The ML methods provide promising solutions, particularly on a regional scale, even with limited geotechnical parameters [1]. However, in earlier studies, the default settings of the ML methods were used by assuming the normal distribution of the input data [7]. Yet, in landslide hazard studies, the variables might not normally be distributed, instead, they may have a Gaussian-like distribution (e.g., nearly Gaussian but with outliers or skewed) or a different distribution (e.g., exponential). Ideally, the majority of ML algorithms perform better when the input variables have a standard distribution form, as this provides an easier path for the algorithms to learn the weights of the parameters [8]. Moreover, it keeps beneficial information regarding the outliers and makes the algorithms less sensitive to them [9]. Thus, feature transformations [8], which are a part of feature engineering, can assist in fulfilling this aim.

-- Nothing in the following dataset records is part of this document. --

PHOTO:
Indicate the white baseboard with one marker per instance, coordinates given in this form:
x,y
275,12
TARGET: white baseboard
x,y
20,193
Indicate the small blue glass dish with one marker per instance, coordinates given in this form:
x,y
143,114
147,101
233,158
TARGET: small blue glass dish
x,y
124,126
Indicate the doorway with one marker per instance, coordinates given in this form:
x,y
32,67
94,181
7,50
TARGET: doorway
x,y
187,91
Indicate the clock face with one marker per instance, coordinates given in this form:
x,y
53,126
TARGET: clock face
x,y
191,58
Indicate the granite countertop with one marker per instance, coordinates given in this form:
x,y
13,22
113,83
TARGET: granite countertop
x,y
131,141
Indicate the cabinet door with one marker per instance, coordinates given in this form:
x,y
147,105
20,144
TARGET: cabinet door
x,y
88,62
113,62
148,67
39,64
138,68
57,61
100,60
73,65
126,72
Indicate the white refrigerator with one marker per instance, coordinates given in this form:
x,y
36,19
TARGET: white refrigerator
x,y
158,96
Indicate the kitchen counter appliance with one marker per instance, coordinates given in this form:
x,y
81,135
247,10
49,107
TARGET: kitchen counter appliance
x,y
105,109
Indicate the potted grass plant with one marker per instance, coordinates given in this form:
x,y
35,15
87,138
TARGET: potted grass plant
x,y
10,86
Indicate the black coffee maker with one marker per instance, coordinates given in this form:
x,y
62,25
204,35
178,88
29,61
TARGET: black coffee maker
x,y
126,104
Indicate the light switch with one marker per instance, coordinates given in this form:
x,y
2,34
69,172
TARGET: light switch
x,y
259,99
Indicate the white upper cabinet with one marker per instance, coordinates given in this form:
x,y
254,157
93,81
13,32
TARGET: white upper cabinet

Feature engineering was initially established by George Box and David Cox to solve a situation involved with linear regression [10]. It happens in the pre-processing stage in ML before the primary modeling, providing a better understanding of the models’ behavior for the computer; however, it is a time-consuming part of learning in the projects [8]. Therefore, to achieve further robust modeling, most of the efforts in ML should be assigned to the pre-processing design/step [11,12]. This step has the potential to boost the learning scheme and the final output; more specifically, it was settled with the most recent advancements in the discipline of speech recognition [13,14] image processing [15] (e.g., in images dimension reduction or auto-encoders data) as well as diverse domains of science such as medical [16], biological [17], business, stock market [18], genetic [19], and information systems [20].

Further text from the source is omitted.